Je découvrais le paysage de ce coin de l’Allemagne septentrionale sous un ciel sans nuages… Les contours bleuâtres de l’usine de production d’oxygène, presque entièrement dissimulée sous des filets, les six cheminées caractéristiques de la centrale électrique du port…

Les six cheminées caractéristiques de la centrale électrique du port ?

Pourtant, sur toutes les photos que l’on trouve actuellement dans la plupart des livres et sites internet, la centrale ne compte que trois cheminées…

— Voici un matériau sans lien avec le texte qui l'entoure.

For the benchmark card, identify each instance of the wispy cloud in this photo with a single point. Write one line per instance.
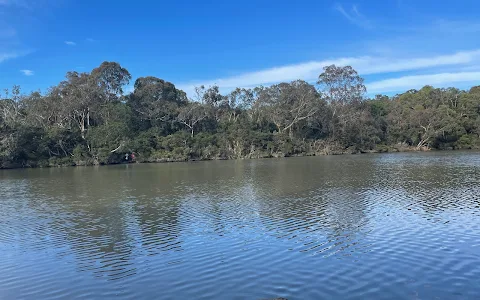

Très récemment, dans un article « historique » truffé d’erreurs, intitulé “Peenemünde, la première base spatiale” paru dans le magazine bimestriel “Espace & Exploration” n° 35 (septembre-octobre 2016), c’est également une photo contemporaine de la centrale, avec trois cheminées qui est choisie pour l’illustrer !

Or la centrale thermique de Peenemünde, dont la construction a débuté le 6 décembre 1939 et fut mise en service en novembre 1943, comportait bien six cheminées.

A l’origine, les six cheminées devaient faire 50 mètres de hauteur, mais après avoir pris en compte les dangers potentiels liés au traffic aérien, une piste d’atterrissage se trouvant à proximité, leur hauteur sur les plans fut réduite à 34 mètres.

Finalement après des pourparlers entre la Luftwaffe, les architectes; et les techniciens, qui durent recalculer le taux d’évacuation des fumées, en fonction de la taille et du diamètre des cheminées, leur hauteur fut définitivement fixée à 40 mètres.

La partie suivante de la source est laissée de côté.